Overall, the findings of both studies highlight the need for a deeper awareness of genetic code discrepancies across the tree of life. Otherwise, use of an incorrect code when inferring protein sequences from DNA sequences could lead to inaccuracies in predicted protein sequences that are used for both phylogenetic and molecular biology analyses. Moreover, according to Noutahi and colleagues, "The two publications have been successful in predicting specific changes in the meaning of codons by using publicly available data, without biochemical experimentation, yet with high confidence."

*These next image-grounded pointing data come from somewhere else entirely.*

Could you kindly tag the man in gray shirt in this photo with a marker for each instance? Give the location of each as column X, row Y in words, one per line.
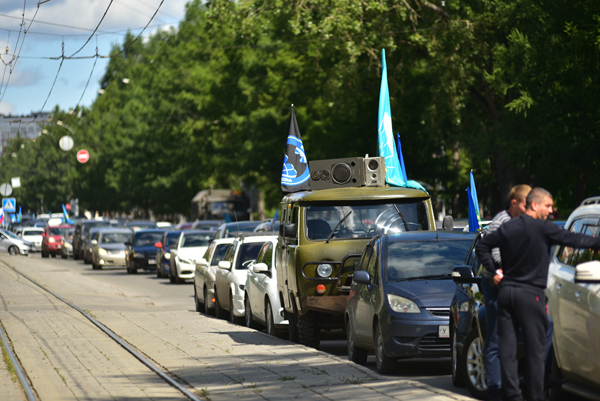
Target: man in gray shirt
column 516, row 207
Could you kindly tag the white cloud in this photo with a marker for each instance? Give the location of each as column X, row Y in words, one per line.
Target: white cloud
column 6, row 108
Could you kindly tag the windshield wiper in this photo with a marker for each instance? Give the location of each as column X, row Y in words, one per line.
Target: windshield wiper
column 332, row 233
column 402, row 217
column 429, row 277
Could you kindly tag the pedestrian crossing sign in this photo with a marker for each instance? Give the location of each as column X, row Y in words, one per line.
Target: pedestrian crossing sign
column 9, row 205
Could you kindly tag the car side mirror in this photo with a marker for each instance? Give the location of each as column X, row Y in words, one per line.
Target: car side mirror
column 463, row 274
column 260, row 268
column 448, row 223
column 588, row 272
column 288, row 230
column 362, row 277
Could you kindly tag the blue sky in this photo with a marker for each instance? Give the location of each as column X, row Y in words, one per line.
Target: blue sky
column 27, row 88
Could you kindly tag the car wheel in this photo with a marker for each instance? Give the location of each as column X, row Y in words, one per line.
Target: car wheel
column 219, row 312
column 248, row 318
column 458, row 376
column 355, row 354
column 270, row 322
column 384, row 363
column 308, row 330
column 474, row 365
column 209, row 311
column 197, row 301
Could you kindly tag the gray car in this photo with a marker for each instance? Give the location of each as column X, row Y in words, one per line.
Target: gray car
column 14, row 245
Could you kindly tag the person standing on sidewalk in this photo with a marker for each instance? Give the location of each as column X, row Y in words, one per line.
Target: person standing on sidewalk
column 517, row 200
column 524, row 244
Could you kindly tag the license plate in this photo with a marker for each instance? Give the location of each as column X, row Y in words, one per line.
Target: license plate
column 444, row 331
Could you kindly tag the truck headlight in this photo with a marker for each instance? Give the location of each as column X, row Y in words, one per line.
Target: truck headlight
column 324, row 270
column 402, row 305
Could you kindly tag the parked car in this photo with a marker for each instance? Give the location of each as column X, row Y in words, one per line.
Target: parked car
column 205, row 274
column 163, row 252
column 33, row 235
column 108, row 246
column 141, row 250
column 206, row 224
column 66, row 242
column 231, row 229
column 262, row 305
column 82, row 229
column 574, row 303
column 14, row 245
column 230, row 279
column 400, row 296
column 191, row 246
column 52, row 245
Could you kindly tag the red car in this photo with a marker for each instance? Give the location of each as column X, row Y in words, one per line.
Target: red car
column 51, row 244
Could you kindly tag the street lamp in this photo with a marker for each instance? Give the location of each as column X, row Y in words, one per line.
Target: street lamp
column 65, row 126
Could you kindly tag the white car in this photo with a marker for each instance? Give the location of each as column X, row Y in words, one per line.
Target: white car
column 230, row 282
column 574, row 303
column 191, row 246
column 262, row 304
column 33, row 235
column 206, row 271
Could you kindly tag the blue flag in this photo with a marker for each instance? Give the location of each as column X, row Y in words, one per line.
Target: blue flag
column 295, row 175
column 474, row 216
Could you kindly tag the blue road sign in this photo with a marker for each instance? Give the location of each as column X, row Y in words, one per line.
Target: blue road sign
column 9, row 205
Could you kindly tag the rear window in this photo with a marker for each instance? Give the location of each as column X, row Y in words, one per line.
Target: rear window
column 147, row 239
column 193, row 240
column 248, row 252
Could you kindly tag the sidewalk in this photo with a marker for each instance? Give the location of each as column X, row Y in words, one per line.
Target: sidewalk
column 69, row 358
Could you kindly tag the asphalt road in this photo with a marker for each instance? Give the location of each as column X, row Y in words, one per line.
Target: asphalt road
column 150, row 289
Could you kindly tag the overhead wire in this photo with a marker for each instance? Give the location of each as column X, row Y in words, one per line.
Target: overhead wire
column 97, row 26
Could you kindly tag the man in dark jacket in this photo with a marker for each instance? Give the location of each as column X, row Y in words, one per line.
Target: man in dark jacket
column 524, row 244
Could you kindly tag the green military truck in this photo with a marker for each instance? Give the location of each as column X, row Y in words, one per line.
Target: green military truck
column 323, row 233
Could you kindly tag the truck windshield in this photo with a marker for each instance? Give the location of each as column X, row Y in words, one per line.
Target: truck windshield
column 365, row 221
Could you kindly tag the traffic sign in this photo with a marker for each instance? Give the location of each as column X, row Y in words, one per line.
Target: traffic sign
column 66, row 143
column 9, row 205
column 83, row 156
column 5, row 189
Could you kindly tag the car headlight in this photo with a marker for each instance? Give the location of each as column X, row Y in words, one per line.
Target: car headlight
column 324, row 270
column 402, row 305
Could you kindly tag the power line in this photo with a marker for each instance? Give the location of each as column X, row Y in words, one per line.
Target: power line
column 97, row 26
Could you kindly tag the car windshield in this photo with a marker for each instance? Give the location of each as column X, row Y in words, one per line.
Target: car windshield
column 172, row 239
column 425, row 259
column 247, row 253
column 57, row 230
column 115, row 238
column 192, row 240
column 147, row 239
column 365, row 221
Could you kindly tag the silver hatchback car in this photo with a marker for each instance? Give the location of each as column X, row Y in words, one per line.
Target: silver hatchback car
column 574, row 304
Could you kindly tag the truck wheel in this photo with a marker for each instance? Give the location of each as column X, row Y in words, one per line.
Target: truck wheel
column 473, row 365
column 458, row 375
column 308, row 330
column 384, row 363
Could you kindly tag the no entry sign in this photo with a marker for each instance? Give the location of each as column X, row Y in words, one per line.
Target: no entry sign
column 83, row 156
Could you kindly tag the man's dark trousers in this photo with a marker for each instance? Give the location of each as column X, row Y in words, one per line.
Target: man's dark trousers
column 525, row 307
column 492, row 358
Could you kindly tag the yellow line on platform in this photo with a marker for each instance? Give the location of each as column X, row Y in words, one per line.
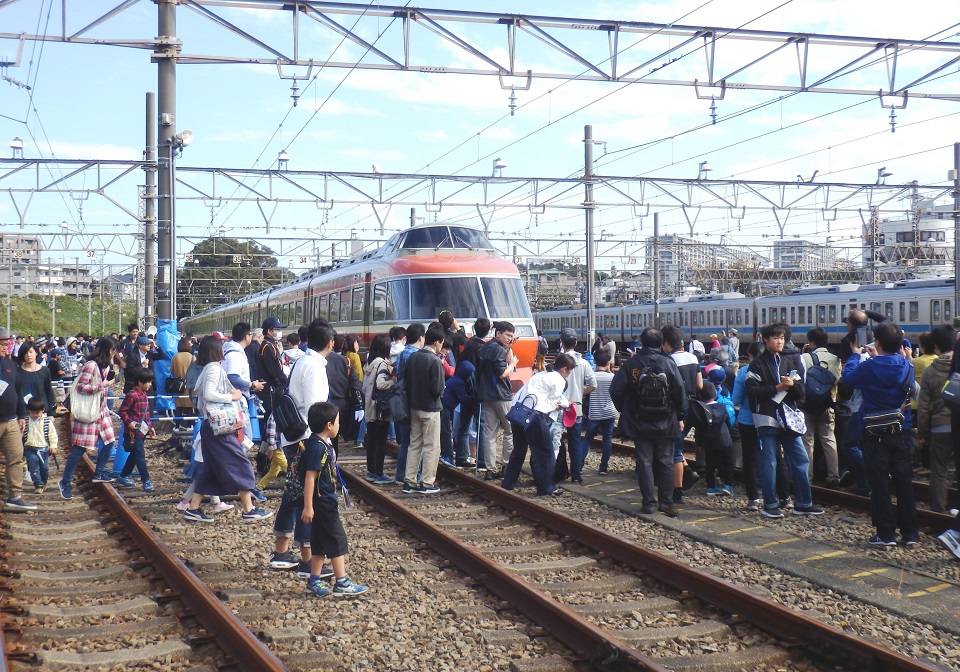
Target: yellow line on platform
column 823, row 556
column 745, row 529
column 932, row 589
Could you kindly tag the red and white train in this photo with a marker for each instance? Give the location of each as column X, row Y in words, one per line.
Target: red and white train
column 412, row 277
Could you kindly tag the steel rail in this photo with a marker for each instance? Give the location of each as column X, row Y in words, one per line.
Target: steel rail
column 588, row 642
column 794, row 630
column 247, row 653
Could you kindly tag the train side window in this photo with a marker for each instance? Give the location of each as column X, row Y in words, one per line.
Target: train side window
column 358, row 304
column 345, row 305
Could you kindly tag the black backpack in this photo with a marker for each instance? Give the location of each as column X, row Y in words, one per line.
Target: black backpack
column 653, row 393
column 819, row 383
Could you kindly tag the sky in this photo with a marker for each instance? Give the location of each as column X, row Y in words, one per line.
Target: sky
column 87, row 101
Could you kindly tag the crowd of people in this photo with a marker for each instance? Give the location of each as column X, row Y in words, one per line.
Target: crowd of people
column 872, row 411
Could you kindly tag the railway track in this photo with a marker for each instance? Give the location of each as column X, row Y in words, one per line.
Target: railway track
column 88, row 585
column 611, row 602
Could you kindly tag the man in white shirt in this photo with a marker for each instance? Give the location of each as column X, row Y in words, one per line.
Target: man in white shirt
column 308, row 379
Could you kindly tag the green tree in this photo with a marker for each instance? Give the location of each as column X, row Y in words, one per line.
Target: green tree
column 222, row 270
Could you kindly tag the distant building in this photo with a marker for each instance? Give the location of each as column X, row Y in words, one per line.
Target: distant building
column 803, row 255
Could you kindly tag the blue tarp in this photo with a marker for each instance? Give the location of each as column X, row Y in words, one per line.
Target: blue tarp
column 167, row 339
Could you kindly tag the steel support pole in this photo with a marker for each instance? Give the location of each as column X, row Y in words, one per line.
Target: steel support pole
column 656, row 271
column 588, row 207
column 150, row 212
column 165, row 55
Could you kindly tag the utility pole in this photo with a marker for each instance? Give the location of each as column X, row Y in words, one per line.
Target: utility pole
column 150, row 213
column 656, row 271
column 588, row 206
column 167, row 50
column 956, row 225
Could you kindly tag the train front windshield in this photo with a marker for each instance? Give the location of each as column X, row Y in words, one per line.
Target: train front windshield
column 422, row 299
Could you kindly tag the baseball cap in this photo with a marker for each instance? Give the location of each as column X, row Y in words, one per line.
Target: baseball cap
column 273, row 323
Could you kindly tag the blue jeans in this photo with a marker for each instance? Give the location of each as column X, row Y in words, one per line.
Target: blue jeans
column 889, row 462
column 772, row 439
column 137, row 459
column 103, row 458
column 37, row 464
column 605, row 427
column 578, row 447
column 542, row 459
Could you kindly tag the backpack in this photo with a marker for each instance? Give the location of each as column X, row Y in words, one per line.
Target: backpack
column 653, row 394
column 819, row 383
column 286, row 413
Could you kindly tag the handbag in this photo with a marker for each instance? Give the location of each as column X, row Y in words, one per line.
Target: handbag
column 791, row 420
column 224, row 417
column 882, row 423
column 85, row 407
column 175, row 385
column 521, row 414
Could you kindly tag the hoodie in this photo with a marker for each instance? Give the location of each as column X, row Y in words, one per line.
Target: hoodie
column 887, row 383
column 931, row 411
column 459, row 388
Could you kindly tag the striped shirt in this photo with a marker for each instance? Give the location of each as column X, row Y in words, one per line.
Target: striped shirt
column 601, row 406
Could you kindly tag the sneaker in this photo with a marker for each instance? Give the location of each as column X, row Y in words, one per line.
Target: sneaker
column 256, row 513
column 346, row 588
column 196, row 516
column 17, row 504
column 317, row 588
column 951, row 539
column 286, row 560
column 811, row 510
column 64, row 490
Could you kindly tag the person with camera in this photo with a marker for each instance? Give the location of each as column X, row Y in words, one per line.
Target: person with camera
column 888, row 384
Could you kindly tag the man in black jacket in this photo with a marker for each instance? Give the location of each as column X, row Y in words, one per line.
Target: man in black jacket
column 654, row 429
column 424, row 381
column 13, row 413
column 270, row 371
column 495, row 363
column 774, row 382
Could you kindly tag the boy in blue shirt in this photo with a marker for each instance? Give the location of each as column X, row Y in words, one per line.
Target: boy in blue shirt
column 320, row 503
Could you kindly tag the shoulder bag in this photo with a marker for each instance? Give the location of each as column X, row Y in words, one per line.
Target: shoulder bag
column 85, row 407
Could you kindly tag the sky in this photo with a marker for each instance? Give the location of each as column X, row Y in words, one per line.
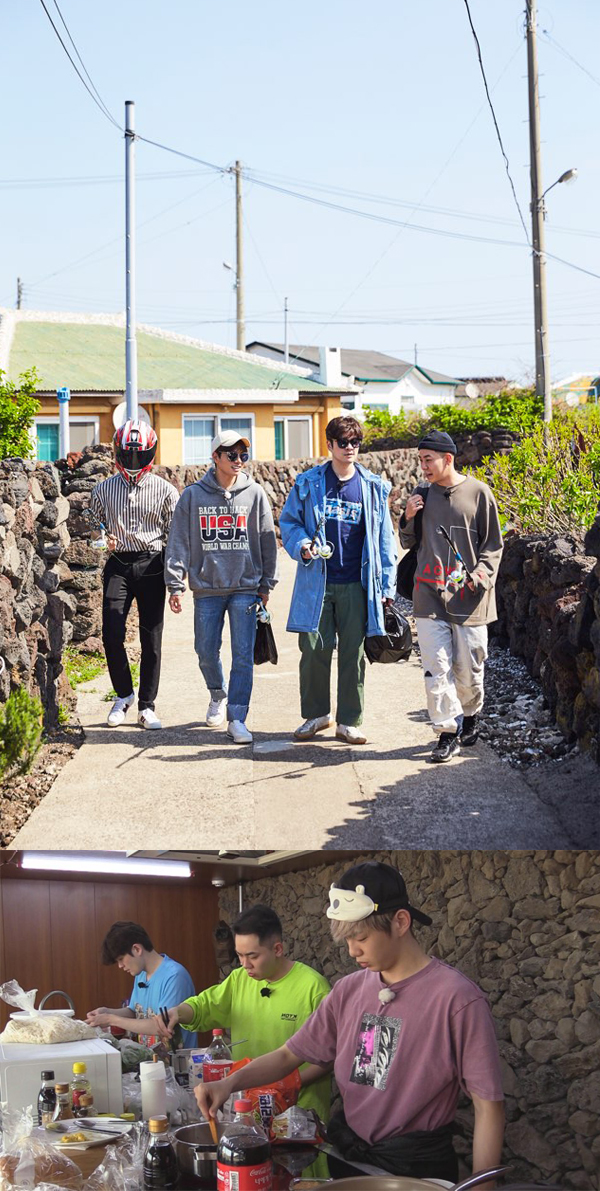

However, they also note that both studies are strictly computational in nature and that "this type of 'paper biochemistry' has its limitations. Only evolutionarily well-established instances of codon evolution may be inferred (i.e., not including cases of initial or incomplete stages), and although changes to the tRNA repertoire, structure, and specificity may be inferred to some degree, biochemical confirmation is critically required." This limitation was also pointed out by Elias, who noted that his group plans to employ proteomics methods to verify some of their bioinformatic predictions concerning the various presumably reassigned codons. "Unfortunately," continues Elias, "non-standard genetic codes are generally found in organisms that are difficult to study by direct biochemical or genetic approaches, so it remains a challenge to get a deeper understanding of the molecular mechanisms behind the observed changes in codon meaning."
Future investigations will almost certainly uncover additional, as-yet-unidentified changes in the genetic code in various organisms. Indeed, notes Elias, "We are also analyzing some exciting new cases of genetic code modification in nuclear genomes of certain obscure protists that were uncovered by our survey of publicly available sequence data." Furthermore, the authors of the Noutahi et al. study point out that, given "how rapidly this field is evolving, due to an ever increasing number of reports on deviations from the standard genetic code--particularly in eukaryotes and their organelles... the journey to understanding codon evolution with all of its mechanistic implications has just begun."